In Winter of Love, Doğan mixes family history, accounts of what love is, family members’ experiences, friends’ recollections, and love songs. The film touches on many bigger themes as well, such as cultural traditions and modernity, diasporas and survival. But these are never central. It is simply not what the film is about. Love stories from the past are embedded in Turkish culture, and include arranged marriages and violence (“by day he hit you, by night he embraced you”, as Doğan’s grandmother puts it); although it feels like doing the film injustice to directly relate it to such bigger themes.

Cemal and Emine’s story transcends this because of their move to the Netherlands. The uncle and aunt that accompanied them left old-fashioned ideas behind. This film is about love, and love only. In that sense, Winter of Love seems unremarkable, given that so many films are about love. Having said that, what stands out is the care and precision (and love) with which it is made.

The interviews are filmed with medium close-ups at most but usually from a greater distance, which provides some respite given the dictatorship of extreme close-ups these days. Silences are allowed. Along with the interviews, we follow in the tracks of Cemal and Emine, from Derebaşi in Turkish Kurdistan, to Adana near Turkey’s south coast, to Enschede, the Netherlands. Doğan allows plenty of time to introduce and illustrate all these places. She lets us “land” there before the story continues.

There are pictures from the past and scenes from the present. This patchwork, so carefully crafted, has no loose ends. The love songs the family members sing are not all about ideal love between partners. In some cases they illustrate the singer’s own situation more than that of Cemal and Emine. “I am cold, cover me with a blanket, mother” sings an aunt, who was married to Doğan’s uncle when she was just 14. “The deep conversations with you I dream about at night, I see you hold with others by day” sings another aunt, who was married but had the courage to leave her husband and seems the most sceptical about love. She feels Cemal is making up, but according to her: “Duties do not exist in love”.

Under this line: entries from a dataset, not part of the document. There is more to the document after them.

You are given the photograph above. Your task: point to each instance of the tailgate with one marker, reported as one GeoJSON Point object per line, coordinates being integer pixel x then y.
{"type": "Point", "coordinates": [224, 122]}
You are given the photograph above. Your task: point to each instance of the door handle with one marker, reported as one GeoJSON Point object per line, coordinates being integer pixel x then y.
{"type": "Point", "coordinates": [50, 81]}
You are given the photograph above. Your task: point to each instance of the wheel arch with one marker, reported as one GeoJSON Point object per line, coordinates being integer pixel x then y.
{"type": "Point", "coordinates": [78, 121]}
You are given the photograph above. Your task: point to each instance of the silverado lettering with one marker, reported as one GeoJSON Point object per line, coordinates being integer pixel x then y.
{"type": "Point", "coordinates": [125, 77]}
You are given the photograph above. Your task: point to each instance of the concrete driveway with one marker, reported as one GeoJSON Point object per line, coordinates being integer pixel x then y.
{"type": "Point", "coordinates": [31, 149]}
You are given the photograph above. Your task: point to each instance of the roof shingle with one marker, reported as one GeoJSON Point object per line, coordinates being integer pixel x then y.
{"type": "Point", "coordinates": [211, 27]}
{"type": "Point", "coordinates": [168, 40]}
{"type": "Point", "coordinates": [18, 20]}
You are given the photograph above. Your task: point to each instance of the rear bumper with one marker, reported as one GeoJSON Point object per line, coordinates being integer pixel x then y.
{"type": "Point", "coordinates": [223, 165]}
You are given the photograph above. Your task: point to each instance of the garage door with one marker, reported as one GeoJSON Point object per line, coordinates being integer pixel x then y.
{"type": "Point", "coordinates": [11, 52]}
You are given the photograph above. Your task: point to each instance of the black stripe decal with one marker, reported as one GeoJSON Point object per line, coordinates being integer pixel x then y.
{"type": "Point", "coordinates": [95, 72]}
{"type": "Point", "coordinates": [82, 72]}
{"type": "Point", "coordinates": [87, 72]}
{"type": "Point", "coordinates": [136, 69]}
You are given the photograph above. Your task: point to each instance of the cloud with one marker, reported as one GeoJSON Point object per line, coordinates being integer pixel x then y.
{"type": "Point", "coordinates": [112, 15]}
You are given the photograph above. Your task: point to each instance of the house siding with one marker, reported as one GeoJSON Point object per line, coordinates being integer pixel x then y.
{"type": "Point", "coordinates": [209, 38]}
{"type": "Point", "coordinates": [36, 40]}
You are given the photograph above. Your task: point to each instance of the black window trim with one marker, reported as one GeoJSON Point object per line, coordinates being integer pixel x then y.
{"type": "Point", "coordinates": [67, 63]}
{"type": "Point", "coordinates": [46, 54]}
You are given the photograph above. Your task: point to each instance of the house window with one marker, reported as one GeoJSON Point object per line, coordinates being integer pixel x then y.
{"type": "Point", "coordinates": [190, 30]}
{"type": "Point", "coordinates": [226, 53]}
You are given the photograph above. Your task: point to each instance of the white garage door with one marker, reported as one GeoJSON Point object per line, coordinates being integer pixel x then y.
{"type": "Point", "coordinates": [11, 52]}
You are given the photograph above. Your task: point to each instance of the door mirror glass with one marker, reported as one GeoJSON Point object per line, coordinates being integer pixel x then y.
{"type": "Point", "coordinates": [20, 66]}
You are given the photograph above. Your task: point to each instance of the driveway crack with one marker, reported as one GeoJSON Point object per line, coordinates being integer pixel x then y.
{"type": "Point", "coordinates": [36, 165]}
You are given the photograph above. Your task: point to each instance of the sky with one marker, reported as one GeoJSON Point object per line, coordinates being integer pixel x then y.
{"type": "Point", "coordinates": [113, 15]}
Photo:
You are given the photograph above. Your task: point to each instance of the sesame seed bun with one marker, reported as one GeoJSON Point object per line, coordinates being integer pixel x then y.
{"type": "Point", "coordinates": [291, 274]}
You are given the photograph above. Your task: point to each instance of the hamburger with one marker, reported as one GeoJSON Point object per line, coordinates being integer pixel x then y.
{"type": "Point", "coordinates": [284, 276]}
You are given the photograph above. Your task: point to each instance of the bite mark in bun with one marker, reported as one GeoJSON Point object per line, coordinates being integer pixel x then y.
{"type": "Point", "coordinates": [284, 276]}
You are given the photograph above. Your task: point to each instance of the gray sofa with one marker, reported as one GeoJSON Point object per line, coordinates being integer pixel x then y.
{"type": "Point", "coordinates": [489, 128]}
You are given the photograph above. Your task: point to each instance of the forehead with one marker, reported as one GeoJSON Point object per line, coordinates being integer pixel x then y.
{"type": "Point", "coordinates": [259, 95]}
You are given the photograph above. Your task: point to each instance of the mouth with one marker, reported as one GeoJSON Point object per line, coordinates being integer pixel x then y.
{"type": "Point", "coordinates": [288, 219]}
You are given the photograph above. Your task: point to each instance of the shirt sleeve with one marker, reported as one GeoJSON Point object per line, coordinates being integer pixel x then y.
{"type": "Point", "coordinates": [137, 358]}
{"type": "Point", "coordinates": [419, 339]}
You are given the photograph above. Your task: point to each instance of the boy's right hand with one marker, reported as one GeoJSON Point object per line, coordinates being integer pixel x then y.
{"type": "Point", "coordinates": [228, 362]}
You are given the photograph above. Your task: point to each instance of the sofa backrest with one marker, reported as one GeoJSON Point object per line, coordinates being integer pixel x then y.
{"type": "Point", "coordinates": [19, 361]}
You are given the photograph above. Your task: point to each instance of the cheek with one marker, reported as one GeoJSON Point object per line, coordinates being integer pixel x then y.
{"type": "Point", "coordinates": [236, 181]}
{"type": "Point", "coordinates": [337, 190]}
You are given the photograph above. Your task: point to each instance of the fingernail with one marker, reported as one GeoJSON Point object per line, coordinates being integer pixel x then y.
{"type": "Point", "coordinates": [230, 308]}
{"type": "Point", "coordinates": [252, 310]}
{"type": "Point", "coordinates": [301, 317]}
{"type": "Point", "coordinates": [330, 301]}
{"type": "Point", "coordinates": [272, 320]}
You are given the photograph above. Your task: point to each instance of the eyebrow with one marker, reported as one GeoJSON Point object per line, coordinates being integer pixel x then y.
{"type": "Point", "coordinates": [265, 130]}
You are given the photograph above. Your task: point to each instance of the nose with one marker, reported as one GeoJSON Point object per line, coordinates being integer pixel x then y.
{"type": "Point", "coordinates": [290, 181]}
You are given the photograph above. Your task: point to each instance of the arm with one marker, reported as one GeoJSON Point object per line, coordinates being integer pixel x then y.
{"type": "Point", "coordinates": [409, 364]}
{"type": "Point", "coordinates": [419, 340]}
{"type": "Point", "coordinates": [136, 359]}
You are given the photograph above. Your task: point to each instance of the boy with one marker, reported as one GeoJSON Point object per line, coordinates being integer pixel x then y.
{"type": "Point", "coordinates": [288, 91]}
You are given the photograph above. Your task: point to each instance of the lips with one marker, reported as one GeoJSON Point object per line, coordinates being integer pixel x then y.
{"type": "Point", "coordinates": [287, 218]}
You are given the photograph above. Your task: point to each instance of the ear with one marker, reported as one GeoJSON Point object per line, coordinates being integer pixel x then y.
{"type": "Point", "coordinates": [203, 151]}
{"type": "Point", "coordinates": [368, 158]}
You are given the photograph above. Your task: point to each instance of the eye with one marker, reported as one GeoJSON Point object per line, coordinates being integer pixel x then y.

Slowly, the various stories family members tell show how complex and versatile love is. The stories create nuance in Cemal and Emine’s relationship, but also in Doğan’s perception of her own situation. The stories of earlier generations, with arranged marriages that were more or less successful (as well as a tendency to romanticize past loves, I suspect) and her own parents’ divorce, made her back off. She has made their not-love stories her own. But she is in a different position, having grown up in the Netherlands in what would appear to be a relatively modern family. Maybe it’s time to open up to love, she concludes.